It was a man named Adolphus Green who decided in 1898 that he didn’t want his crackers to be anonymous. He had his crackers made in octagonal shapes so that they would stand out from the square ones, and he sold them in a waxed paper lined box. He called them “Uneeda Biscuits.” He used the word biscuit rather than cracker to be a little more upmarket. Green’s method of packaging ensured that the crackers reached the customer’s home fresh; bulk-sold crackers in a barrel were often stale. And so began the decline and disappearance of the Cracker Barrel.
At the time he was President of the National Biscuit Company, formed by a merger between the American Biscuit & Manufacturing Company and the New York Biscuit Company that same year. Three years later, by 1901, the company was being referred to as Nabisco, taking the first few letters in each word of “National Biscuit Company”, though Nabisco didn’t replace National Biscuit Company legally until a corporate name change in 1971.
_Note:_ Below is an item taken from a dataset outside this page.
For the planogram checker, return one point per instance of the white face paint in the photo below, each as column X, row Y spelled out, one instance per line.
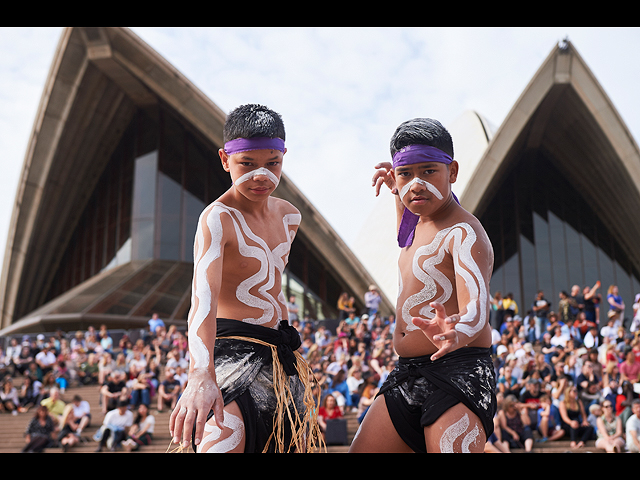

Cracker Barrel Restaurants and Stores were started in 1969 in Lebanon, Tennessee by Dan Evins.
History Notes
Cracker Barrel is now used to mean informal discussions; it is also sometimes used dismissively, as in “a cracker-barrel philosopher”, meaning like a water-cooler philosopher. The idea was that people would gather around the Cracker Barrel, in the same way that today they gather around water-coolers in offices to while away the working days.